Stateless autoconfiguration for IPv6 is like a “mini-DHCP” server for IPv6. Routers running IPv6 can give the prefix of the network and a gateway address to clients looking for an IPv6 address. IPv6 uses the NDP (Neighbor Discovery Protocol), and one of the things this protocol offers is RS (Route Solicitation and (RA) Router Advertisement messages that help an IPv6 device configure an IPv6 address automatically. Let’s take a look at a configuration example:
I will use two routers to show you how stateless autoconfiguration works. R2 will have an IPv6 address and is going to send router advertisements. R1 will use this to configure its own IPv6 address.
R2(config)#ipv6 unicast-routing
R2(config)#interface fastEthernet 0/0
R2(config-if)#ipv6 address 2001:1234::/64 eui-64
Besides configuring an IPv6 address, we must use the ipv6 unicast-routing
command to make R2 act like a router. Remember this command since you need it for routing protocols as well.

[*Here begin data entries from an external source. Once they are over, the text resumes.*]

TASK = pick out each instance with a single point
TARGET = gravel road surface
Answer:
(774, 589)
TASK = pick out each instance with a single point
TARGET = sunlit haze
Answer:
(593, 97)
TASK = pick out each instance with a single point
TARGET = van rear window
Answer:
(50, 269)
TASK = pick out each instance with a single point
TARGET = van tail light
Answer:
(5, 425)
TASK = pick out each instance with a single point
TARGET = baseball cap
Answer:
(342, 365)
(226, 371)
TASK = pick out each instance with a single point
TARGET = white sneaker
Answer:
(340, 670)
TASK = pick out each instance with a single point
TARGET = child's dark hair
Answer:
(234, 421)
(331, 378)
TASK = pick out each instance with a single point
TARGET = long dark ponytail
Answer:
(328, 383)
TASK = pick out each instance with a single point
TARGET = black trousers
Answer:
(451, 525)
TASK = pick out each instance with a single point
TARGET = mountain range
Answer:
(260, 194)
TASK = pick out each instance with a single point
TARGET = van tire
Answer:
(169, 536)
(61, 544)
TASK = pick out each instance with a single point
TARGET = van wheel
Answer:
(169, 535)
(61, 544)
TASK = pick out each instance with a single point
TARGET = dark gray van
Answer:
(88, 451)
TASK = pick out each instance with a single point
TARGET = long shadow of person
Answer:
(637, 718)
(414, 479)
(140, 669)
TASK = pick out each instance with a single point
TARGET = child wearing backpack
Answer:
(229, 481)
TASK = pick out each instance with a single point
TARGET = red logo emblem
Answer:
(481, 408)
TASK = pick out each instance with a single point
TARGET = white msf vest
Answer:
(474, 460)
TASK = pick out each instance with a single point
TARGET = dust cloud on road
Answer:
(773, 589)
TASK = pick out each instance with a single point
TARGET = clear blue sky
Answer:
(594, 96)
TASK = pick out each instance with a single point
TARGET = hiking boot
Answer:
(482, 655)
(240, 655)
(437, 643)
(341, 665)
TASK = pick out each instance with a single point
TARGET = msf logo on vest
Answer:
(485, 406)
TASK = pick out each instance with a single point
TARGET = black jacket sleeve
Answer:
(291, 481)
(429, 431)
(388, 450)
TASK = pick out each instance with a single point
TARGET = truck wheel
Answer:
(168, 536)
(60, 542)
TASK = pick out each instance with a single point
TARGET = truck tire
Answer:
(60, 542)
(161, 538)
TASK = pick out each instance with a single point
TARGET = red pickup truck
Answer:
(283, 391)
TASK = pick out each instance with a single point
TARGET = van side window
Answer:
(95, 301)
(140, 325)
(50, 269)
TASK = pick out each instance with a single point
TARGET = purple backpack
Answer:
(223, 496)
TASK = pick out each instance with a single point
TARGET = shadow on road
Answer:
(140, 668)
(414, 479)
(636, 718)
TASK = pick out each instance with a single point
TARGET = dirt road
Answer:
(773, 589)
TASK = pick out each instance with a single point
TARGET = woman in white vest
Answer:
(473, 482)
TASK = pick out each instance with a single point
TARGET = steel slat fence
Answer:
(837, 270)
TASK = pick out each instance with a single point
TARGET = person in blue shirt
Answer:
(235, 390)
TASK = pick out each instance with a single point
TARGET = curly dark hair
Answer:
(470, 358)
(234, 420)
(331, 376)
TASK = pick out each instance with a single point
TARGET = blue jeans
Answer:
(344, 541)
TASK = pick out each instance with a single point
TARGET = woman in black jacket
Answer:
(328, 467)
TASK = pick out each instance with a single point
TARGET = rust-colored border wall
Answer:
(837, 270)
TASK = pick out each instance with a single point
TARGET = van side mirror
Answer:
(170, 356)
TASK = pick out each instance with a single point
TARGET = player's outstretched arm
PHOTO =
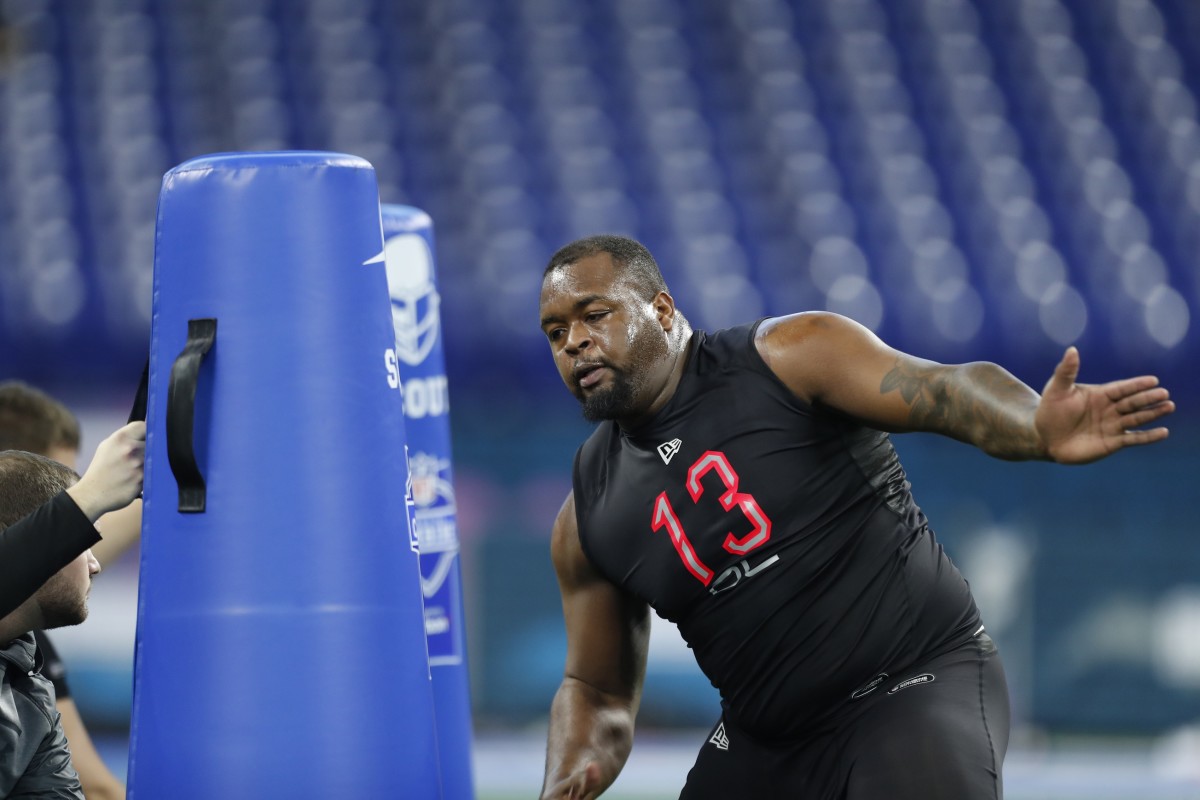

R1(config)#interface fastEthernet 0/0
R1(config-if)#ipv6 address autoconfig
We need to enable ipv6 address autoconfig
on R1 to make sure it generates its own IPv6 address.
R1#debug ipv6 nd
ICMP Neighbor Discovery events debugging is on
R2#debug ipv6 nd
ICMP Neighbor Discovery events debugging is on
We can use debug ipv6 nd to watch the whole process.
Good article…
Making it a little more comprehensive will make it a lot better and one of the best learning source especially for starters.
Thanks. I’ll add some more IPv6 stuff in the feature, especially since the new CCNA exams cover much more IPv6 then the previous version.
good article. But I could not get ipv6 address from my neighbor router in gns3 ((
Did you enable the interfaces? It worked fine on a couple of 3600 routers in GNS3.